Christine Henson and Francesca Lewington provide an update on Health and Safety fines.

Defendants in Health & Safety and related prosecutions usually want to know what sort of fine they are looking at in the event of conviction. The answers can be difficult to provide as there are not firm guidelines or “brackets” in non-fatal cases, only the criteria established in R v F Howe & Son (Engineers) Ltd [1999] 2 All E.R. 249

Below is a round up of some recent fines in non-fatal cases. Further sentencing updates will be provided from time to time.

Reported Cases

  1. R v Draper [2011] EWCA Crim 2786 – Fire Safety – Regulatory Reform (Fire Safety) Order 2005 – D was landlord of a house divided into flats. The front doors did not comply with requirements relating to fire resistance laid down by art 8 (1) of the Order. There was a fire in the house. No one was hurt. 3 counts relating to the absence of self closing devices on front doors and one relating to the failure to maintain a fire extinguisher.
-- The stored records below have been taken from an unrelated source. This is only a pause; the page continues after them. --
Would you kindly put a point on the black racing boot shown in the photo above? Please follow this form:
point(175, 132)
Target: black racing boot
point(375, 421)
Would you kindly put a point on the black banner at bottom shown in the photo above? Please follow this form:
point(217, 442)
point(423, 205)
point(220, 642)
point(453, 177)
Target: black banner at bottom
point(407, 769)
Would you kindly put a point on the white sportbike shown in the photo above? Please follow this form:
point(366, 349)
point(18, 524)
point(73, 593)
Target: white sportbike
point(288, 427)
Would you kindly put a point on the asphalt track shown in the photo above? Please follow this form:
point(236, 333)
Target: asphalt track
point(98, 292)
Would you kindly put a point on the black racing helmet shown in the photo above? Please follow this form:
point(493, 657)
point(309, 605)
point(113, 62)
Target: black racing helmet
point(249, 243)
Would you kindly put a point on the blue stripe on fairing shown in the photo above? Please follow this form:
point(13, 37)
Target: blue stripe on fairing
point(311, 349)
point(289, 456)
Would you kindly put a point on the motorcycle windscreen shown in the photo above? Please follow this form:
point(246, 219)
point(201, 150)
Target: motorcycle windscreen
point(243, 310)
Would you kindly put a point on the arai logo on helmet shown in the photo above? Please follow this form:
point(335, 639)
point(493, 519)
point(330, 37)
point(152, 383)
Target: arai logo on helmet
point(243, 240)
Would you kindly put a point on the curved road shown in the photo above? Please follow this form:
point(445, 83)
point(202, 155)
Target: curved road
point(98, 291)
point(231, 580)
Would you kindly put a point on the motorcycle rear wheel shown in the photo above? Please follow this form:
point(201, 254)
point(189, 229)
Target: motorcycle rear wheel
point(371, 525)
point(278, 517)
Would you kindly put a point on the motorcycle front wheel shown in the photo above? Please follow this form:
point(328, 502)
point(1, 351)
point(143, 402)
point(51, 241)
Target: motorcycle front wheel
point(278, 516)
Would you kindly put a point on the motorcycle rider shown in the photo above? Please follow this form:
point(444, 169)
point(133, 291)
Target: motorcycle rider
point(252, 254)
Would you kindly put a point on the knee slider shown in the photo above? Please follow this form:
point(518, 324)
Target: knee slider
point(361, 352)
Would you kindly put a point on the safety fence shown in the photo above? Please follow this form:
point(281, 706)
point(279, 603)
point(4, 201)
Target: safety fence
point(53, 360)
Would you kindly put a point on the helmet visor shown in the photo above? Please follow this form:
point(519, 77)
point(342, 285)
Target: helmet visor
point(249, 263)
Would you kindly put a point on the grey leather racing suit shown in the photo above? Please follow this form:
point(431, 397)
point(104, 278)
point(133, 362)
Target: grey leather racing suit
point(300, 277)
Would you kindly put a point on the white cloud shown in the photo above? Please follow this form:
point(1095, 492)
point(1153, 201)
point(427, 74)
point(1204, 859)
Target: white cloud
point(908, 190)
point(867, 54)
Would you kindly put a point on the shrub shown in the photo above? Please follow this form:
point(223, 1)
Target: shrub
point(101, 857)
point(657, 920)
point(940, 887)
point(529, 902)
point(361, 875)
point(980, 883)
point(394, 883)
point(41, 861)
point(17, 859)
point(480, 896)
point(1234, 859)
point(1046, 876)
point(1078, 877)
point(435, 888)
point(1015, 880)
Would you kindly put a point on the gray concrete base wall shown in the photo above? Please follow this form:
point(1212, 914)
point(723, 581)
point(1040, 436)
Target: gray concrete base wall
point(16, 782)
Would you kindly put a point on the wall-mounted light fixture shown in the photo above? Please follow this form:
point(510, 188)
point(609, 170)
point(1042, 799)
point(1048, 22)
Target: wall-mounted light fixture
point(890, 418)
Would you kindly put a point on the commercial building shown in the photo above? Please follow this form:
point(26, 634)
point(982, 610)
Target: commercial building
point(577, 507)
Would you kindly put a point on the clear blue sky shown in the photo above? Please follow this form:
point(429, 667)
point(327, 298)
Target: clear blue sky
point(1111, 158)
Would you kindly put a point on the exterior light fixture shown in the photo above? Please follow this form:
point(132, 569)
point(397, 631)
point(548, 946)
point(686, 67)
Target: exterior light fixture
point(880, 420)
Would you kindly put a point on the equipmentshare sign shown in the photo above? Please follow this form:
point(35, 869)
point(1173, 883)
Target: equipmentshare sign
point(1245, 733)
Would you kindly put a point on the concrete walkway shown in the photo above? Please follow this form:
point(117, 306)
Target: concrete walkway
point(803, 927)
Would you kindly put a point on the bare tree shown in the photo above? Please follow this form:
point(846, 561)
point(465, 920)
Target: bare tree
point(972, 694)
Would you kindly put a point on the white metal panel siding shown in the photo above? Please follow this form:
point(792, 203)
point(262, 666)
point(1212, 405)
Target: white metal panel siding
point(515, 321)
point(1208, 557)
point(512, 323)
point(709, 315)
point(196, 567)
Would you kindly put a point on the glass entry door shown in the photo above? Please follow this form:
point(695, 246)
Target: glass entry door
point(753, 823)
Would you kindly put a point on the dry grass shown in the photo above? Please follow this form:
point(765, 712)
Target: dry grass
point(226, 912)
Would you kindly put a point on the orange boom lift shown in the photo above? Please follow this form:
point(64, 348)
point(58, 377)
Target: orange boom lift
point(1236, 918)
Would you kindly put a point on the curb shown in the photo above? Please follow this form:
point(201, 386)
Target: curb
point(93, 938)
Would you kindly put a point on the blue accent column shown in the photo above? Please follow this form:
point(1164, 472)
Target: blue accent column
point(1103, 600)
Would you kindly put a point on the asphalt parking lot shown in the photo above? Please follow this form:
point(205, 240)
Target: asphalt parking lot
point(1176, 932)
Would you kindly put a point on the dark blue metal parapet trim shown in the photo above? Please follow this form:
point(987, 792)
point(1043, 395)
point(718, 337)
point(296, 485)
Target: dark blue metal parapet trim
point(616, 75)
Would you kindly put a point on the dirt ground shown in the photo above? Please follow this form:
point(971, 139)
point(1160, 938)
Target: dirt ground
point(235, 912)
No aggravating features – D had not deliberately profited from breaches, no failure to heed warnings, good safety record, good character, he had taken remedial steps following the fire. Guilty pleas.

Fines of £135,000 in total upheld by the Court of Appeal.

The deficiencies had caused very considerable risk to occupants and it was fortunate that no one was hurt. They were serious offences.

  1. SCOTTISH REPORTED CASE: Dundee Cold Stores v HM Advocate [2012] HCJAC 102 – S 2 and s 3 HSWA 1974 – A worker fell through a roof light to his severe injury when carrying out subcontract work.

Fines of £135,000 and £65,000 following guilty pleas by three companies reduced on appeal to £50,000 and £44,000 – Two of the defendant companies each fined £50,000 and the third fined £44,000.

The court took into account English sentencing guidelines including R v Howe.

“The exercise a sentencing judge had to carry out in such a case involved assessing the seriousness of the breaches themselves to give the court a provisional view of the kind of penalty which might be appropriate, an examination of all the aggravating and mitigating factors, and finally to have particular regard to the financial position of the accused”.

The lower court had been “unduly distracted” by the injuries sustained and elevated the culpability to a higher level than justified.

THEME: it is the seriousness of the breaches that is most important, and not the level of injury caused (or indeed whether any injury has been caused).


Cases sentenced in September 2012:

  • Gas leak – Unoccupied residential premises due to inadvertent drilling of a hole in a plastic main during works. No injury to persons or damage to property, however high risk of both as half a tonne of gas had escaped. This was “enough to result in an explosion had it been ignited. It was extremely fortunate that the owners were away at the time”. Large company involved. Charge: s 3 (1) HSWA 1974. Guilty plea in Magistrates Court. Fine: £17,500 plus £8,192 Costs.
  • Broken forearm caused to factory worker – caused by a gap in the production line at an ice cream factory and inadequate guarding. Worker put his hand through the gap to remove some lids; his arm became entangled and drawn into the dangerous moving part of the machine which was inadequately guarded. Charges: Regulation 11 (1) PUWER 1998, Regulation 3 (1) Management of Health and Safety at Work Act. Guilty plea in Magistrates Court. Fine: £10,000 with £3,294 Cost.
  • Severed finger due to inadequately guarded machine – Worker at a food manufacturing factory reached into a machine and came into contact with heated clamping jaws that crimp and seal plastic bags. Fixed guards and interlocks had been installed but one of the fixed guards was not properly secured and was effectively useless. Charge: Regulation 11 (1). PUWER 1998. Guilty plea in the Magistrates Court. Fine: £2,000 plus £2,348 costs.